Download and install

Download and install Tork quickly with the steps described here.

Requirements

Make sure you have a fairly recent version of Docker installed on your system. You can download Docker from the official Docker website.
Download the Tork binary for your system from the releases page.

Installation

Create a directory:

mkdir ~/tork
cd ~/tork

Unpack the Tork binary:

tar xzvf ~/Downloads/tork_0.1.66_darwin_arm64.tgz

Run Tork:

% ./tork

If the installation is successful you should see something like this:

 _______  _______  ______    ___   _
|       ||       ||    _ |  |   | | |
|_     _||   _   ||   | ||  |   |_| |
  |   |  |  | |  ||   |_||_ |      _|
  |   |  |  |_|  ||    __  ||     |_
  |   |  |       ||   |  | ||    _  |
  |___|  |_______||___|  |_||___| |_|

 0.1.66

NAME:
   tork - a distributed workflow engine

USAGE:
   tork [global options] command [command options] [arguments...]

COMMANDS:
   run        Run Tork
   migration  Run the db migration script
   health     Perform a health check
   help, h    Shows a list of commands or help for one command

GLOBAL OPTIONS:
   --help, -h      show help

On Mac, you may need to allow the binary to run on your system from your security settings:

Set up PostgreSQL

Start a PostgreSQL container

Note

For production you may want to consider using a managed PostgreSQL service for better reliability and maintenance.

docker run -d \
  --name tork-postgres \
  -p 5432:5432 \
  -e POSTGRES_PASSWORD=tork \
  -e POSTGRES_USER=tork \
  -e PGDATA=/var/lib/postgresql/data/pgdata \
  -e POSTGRES_DB=tork postgres:15.3

Run a migration to create the database schema:

TORK_DATASTORE_TYPE=postgres ./tork migration

Running Tork in Standalone mode

The easiest way to “kick the tires” is to run Tork in standalone mode.
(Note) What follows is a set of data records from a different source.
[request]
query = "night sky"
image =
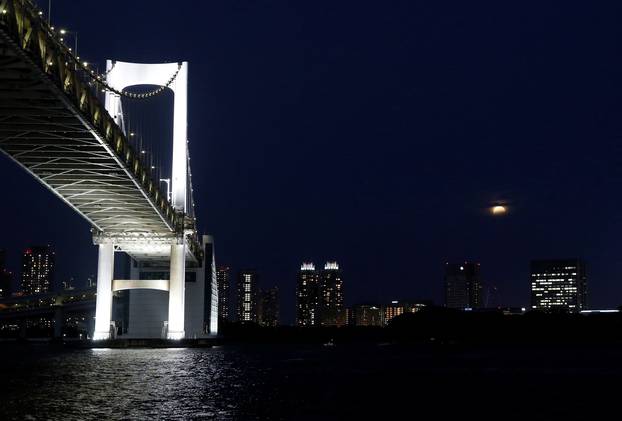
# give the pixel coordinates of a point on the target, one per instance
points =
(375, 134)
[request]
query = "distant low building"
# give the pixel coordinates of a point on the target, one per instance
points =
(367, 315)
(559, 285)
(37, 270)
(396, 308)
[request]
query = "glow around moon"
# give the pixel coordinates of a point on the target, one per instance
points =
(499, 210)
This mode is ideal when running on a single machine.

./tork run standalone

 _______  _______  ______    ___   _
|       ||       ||    _ |  |   | | |
|_     _||   _   ||   | ||  |   |_| |
  |   |  |  | |  ||   |_||_ |      _|
  |   |  |  |_|  ||    __  ||     |_
  |   |  |       ||   |  | ||    _  |
  |___|  |_______||___|  |_||___| |_|

 0.1.66

11:28AM INF starting worker ee618a38713e44da805aaebae319ab79
11:28AM DBG subscribing for tasks on x-ee618a38713e44da805aaebae319ab79
11:28AM DBG subscribing for tasks on default
11:28AM INF starting coordinator-d4d6360eda964bde84c173197a92f461
11:28AM DBG subscribing for tasks on hearbeat
11:28AM DBG subscribing for tasks on jobs
11:28AM DBG subscribing for tasks on completed
11:28AM DBG subscribing for tasks on error
11:28AM DBG subscribing for tasks on pending
11:28AM DBG subscribing for tasks on started
11:28AM INF worker listening on :8001
11:28AM INF coordinator listening on :8000

Run your first job

From another terminal, create a file named hello.yaml with the following content:

---
name: hello job
tasks:
  - name: say hello
    image: ubuntu:mantic #docker image
    run: |
      echo -n hello world
  - name: say goodbye
    image: ubuntu:mantic
    run: |
      echo -n bye world

Submit the job to Tork for execution:

JOB_ID=$(curl -s -X POST --data-binary @hello.yaml \
  -H "Content-type: text/yaml" http://localhost:8000/jobs | jq -r .id)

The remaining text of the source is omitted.